Samei Ehsan, Poolla Ananth, Ulissey Michael J, Lewin John M
Duke Advanced Imaging Laboratories, Departments of Radiology Physics and Biomedical Engineering, and Medical Physics Graduate Program, Duke University Medical Center, Durham, NC 27705, USA.
Acad Radiol. 2007 May;14(5):539-46. doi: 10.1016/j.acra.2007.01.022.
To evaluate the comparative performance of high-fidelity liquid crystal display (LCD) and cathode ray tube (CRT) devices for mammography applications, and to assess the impact of LCD viewing angle on detection accuracy.
Ninety 1 k x 1 k images were selected from a database of digital mammograms: 30 without any abnormality present, 30 with subtle masses, and 30 with subtle microcalcifications. The images were used with waived informed consent, Health Insurance Portability and Accountability Act compliance, and Institutional Review Board approval. With postprocessing presentation identical to those of the commercial mammography system used, 1 k x 1 k sections of images were viewed on a monochrome CRT and a color LCD in native grayscale, and with a grayscale representative of images viewed from a 30 degrees or 50 degrees off-normal viewing angle. Randomized images were independently scored by four experienced breast radiologists for the presence of lesions using a 0-100 grading scale. To compare diagnostic performance of the display modes, observer scores were analyzed using receiver operating characteristic (ROC) and analysis of variance.
For masses and microcalcifications, the detection rate in terms of the area under the ROC curve (A(z)) showed a 2% increase and a 4% decrease from CRT to LCD, respectively. However, differences were not statistically significant (P > .05). The viewing angle data showed better microcalcification detection but lower mass detection at 30 degrees viewing orientation. The overall results varied notably from observer to observer yielding no statistically discernible trends across all observers, suggesting that within the 0-50 degrees viewing angle range and in a controlled observer experiment, the variation in the contrast response of the LCD has little or no impact on the detection of mammographic lesions.

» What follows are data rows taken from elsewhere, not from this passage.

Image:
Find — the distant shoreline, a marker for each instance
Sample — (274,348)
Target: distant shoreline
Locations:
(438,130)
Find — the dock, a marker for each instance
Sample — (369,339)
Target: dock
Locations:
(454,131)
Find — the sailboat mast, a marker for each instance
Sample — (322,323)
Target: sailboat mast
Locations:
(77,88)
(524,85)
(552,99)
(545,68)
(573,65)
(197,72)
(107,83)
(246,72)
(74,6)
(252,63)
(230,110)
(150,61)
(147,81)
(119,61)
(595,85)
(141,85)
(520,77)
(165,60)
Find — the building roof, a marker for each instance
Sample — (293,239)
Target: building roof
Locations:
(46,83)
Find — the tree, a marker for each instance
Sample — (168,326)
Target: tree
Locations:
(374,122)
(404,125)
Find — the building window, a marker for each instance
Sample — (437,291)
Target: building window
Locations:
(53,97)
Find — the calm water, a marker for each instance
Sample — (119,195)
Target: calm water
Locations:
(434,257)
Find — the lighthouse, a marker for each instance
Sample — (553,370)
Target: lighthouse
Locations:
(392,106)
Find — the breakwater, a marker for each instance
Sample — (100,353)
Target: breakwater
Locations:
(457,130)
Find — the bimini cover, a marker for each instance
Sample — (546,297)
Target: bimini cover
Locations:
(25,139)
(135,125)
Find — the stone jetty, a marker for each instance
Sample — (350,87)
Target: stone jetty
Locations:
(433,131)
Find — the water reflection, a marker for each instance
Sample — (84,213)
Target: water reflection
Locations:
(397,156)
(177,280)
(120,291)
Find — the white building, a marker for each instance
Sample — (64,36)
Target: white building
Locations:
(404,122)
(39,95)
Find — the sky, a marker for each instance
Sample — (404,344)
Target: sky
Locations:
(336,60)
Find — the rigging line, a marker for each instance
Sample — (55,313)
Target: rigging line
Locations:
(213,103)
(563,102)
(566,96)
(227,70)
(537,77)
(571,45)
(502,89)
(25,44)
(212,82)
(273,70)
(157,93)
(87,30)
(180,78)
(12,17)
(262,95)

Although CRTs and LCDs differ in terms of angular response, resolution, noise, and color, these characteristics seem to have little influence on the detection of mammographic lesions. The results suggest comparable performance in clinical applications of the two devices.
评估用于乳腺摄影的高保真液晶显示器(LCD)和阴极射线管(CRT)设备的比较性能,并评估LCD视角对检测准确性的影响。
从数字乳腺摄影数据库中选取90张1k×1k的图像:30张无任何异常,30张有微小肿块,30张有微小钙化。这些图像在获得豁免知情同意、符合《健康保险流通与责任法案》以及得到机构审查委员会批准的情况下使用。在进行与商用乳腺摄影系统相同的后处理呈现后,1k×1k的图像部分在单色CRT和彩色LCD上以原始灰度显示,并且以代表从偏离法线30度或50度视角观察的图像的灰度显示。随机选取的图像由四位经验丰富的乳腺放射科医生使用0 - 100分级量表独立评分以判断病变的存在情况。为比较显示模式的诊断性能,使用受试者操作特征(ROC)和方差分析对观察者评分进行分析。
对于肿块和微钙化,根据ROC曲线下面积(A(z))计算的检测率从CRT到LCD分别显示出2%的增加和4%的下降。然而,差异无统计学意义(P > 0.05)。视角数据显示在30度视角方向上微钙化检测效果更好,但肿块检测效果较差。总体结果在不同观察者之间差异显著,在所有观察者中未产生统计学上可辨别的趋势,这表明在0 - 50度视角范围内且在观察者受控的实验中,LCD对比度响应的变化对乳腺摄影病变的检测几乎没有影响。
尽管CRT和LCD在角度响应、分辨率、噪声和颜色方面存在差异,但这些特性似乎对乳腺摄影病变的检测影响很小。结果表明这两种设备在临床应用中的性能相当。